We’re going to see another bubble, but it’s not close. The next recession will cause the bubble callers to claim victory, but it’ll be pyrrhic or whatever a good word is for fake. The next correction is just a correction. Sort of like the flash crash of August 24th, 2015 when the market dropped over 9% in 20 minutes but came raging back and recaptured it all within a few weeks. 

I think that next correction is coming soon. Maybe we’ll get a flash crash this summer, maybe not, but maybe. If so, have a few limit orders set to buy quality stuff. I really think we’ll get a shallow recession next year early before the dumb, but likely tax cuts take hold. That’ll maybe get the froth out of the market. 

Here’s the thing, THERE’S SO MUCH MONEY that the correction will be short lived.

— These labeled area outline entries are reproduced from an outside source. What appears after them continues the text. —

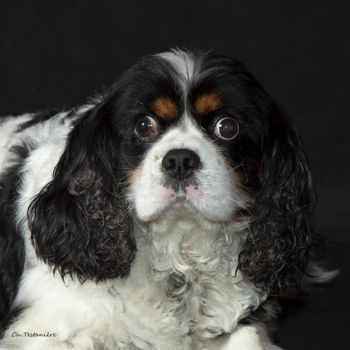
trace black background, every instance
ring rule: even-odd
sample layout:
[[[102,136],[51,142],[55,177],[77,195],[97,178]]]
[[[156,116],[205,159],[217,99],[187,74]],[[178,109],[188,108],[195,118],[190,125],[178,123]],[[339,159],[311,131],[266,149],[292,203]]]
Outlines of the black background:
[[[174,46],[243,61],[296,120],[319,194],[317,227],[341,270],[302,308],[289,305],[278,343],[343,349],[350,311],[346,3],[1,1],[0,115],[84,103],[139,57]]]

Money that’s sitting on bank balance sheets, corporate coffers, money markets and under mattresses will find a home in assets and lending, quickly. The next one, ain’t the big one. 

The big one is coming of course. Sometime in the 2020s or 2030s we will see Japan finally have to ask for help with all their aged people and no growth economy. That will probably set off a storm. We could see China have an actual recession, that would be pretty bad. Europe is going to have to grapple with a combination of age, tax evasion in the south, no more oil money in the north, a lot of unpaid for social programs and generally pissed off Germans who are pissed off because nobody is as sensible and hardworking as them (my tongue is in cheek, or is it?). 

Yeah, the big one is coming, but not this decade. Get ready to invest on whatever corrections we get, because there’s a lot of money out there and you want some of it. Raise cash slowly and don’t be a gambler. Trade less, own higher quality, forget the S&P 500 (SPY) and look to the Nasdaq 100 (QQQ) and find a few small companies with developing profitability that might become big companies.